O campeonato alemão de 1967 é o único título nacional da história, e ele foi ganho com o menor número de gols de qualquer campeão da Bundesliga, quarenta e nove em trinta e quatro partidas. Do outro lado, sofreu 27, recorde da liga que só caiu em 1988: o vice, o TSV 1860 München, tomou 47 e ficou dois pontos atrás. O título saiu num 0 a 0 em Essen, na rodada 33. Os campeões ganhavam 1.200 marcos por mês e 250 por vitória, e quase todos tinham emprego fora do futebol.
Em 1971 o clube entrou no maior escândalo do futebol alemão pelo lado de quem recebeu. O empreiteiro Rupert Schreiner, padrinho do Arminia Bielefeld, prometeu 40 mil marcos a jogadores do Eintracht se o time não perdesse o último jogo, contra o Rot-Weiß Oberhausen, em 5 de junho. Deu 1 a 1, Schreiner tentou não pagar e foi encurralado no aeroporto por Max Lorenz, que levou o dinheiro. A federação suspendeu Lorenz, que nunca mais jogou na Bundesliga, e o capitão Lothar Ulsaß por dezessete meses, até ser vendido ao Wiener Sportklub. Outros treze foram multados em 4.400 marcos cada.
Mas o marco mais duradouro deste clube não é esportivo. Em 24 de março de 1973 o Eintracht foi o PRIMEIRO time a estampar um patrocinador na camisa na Bundesliga, o veado do Jägermeister, e o fez driblando a proibição: transformou o logotipo da marca no escudo do clube. Günter Mast, o fabricante do licor, pôs 20 milhões de marcos na casa e em dezembro de 1983 fez 96,3 por cento dos sócios presentes votarem por rebatizar o clube de Sportverein Jägermeister Braunschweig. A federação barrou o nome, e Mast só venceu no Supremo alemão em novembro de 1986. Todo patrocínio de camisa no futebol europeu começa aqui.

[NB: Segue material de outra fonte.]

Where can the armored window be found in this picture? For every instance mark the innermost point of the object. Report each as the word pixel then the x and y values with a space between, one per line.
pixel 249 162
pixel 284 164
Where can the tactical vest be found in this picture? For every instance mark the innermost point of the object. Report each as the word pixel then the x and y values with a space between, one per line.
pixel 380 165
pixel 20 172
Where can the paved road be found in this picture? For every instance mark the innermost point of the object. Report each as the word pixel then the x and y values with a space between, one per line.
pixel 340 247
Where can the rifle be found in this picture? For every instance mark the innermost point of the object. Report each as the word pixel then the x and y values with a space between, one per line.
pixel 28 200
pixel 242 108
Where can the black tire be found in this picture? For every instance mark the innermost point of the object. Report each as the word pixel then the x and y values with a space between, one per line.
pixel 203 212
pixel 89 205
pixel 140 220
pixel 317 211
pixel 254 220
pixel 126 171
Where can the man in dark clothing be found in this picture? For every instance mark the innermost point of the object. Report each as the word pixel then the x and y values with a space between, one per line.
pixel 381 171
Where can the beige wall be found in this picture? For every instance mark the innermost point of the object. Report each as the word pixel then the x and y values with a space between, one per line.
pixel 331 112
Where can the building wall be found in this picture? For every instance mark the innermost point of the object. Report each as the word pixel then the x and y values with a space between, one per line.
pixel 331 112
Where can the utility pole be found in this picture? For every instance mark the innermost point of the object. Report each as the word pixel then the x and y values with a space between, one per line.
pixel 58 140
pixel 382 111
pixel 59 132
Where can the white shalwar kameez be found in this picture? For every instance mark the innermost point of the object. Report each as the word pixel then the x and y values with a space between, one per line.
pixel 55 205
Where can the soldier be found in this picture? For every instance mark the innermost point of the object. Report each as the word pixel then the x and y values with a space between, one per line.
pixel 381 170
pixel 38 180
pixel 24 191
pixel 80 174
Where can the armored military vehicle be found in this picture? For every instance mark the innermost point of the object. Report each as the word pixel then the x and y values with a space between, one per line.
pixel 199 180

A queda tem números difíceis de repetir. Em 1986-87 o time caiu com saldo de gols POSITIVO, 52 a 47, o único rebaixamento assim da história do futebol profissional alemão. Em 2016-17 terminou em terceiro com 66 pontos e não subiu, recorde de pontos para um time que não sobe, e perdeu a repescagem para o vizinho Wolfsburg por 1 a 0 nos dois jogos. Em 2017-18 caiu à terceira divisão com 39 pontos, também recorde.
Franz Merkhoffer jogou 613 partidas aqui, noventa e nove a mais que o segundo colocado, em dezesseis temporadas, e Bernd Franke defendeu 514 vezes e foi convocado pela seleção alemã. Nenhum dos dois jogou por outro clube profissional. Paul Breitner passou uma temporada aqui, em 1977-78, comprado do REAL MADRID por 800 mil euros e vendido ao Bayern de Munique por 925 mil, a passagem mais improvável da história do clube. O mercado é minúsculo: NENHUMA compra chegou a 1 milhão de euros, e a maior venda são 3,1 milhões, de Onel Hernández ao Norwich em 2017. O elenco de 2026-27 tem vinte e oito jogadores e NENHUM produto da própria base, o clube monta o time comprando descarte de outros.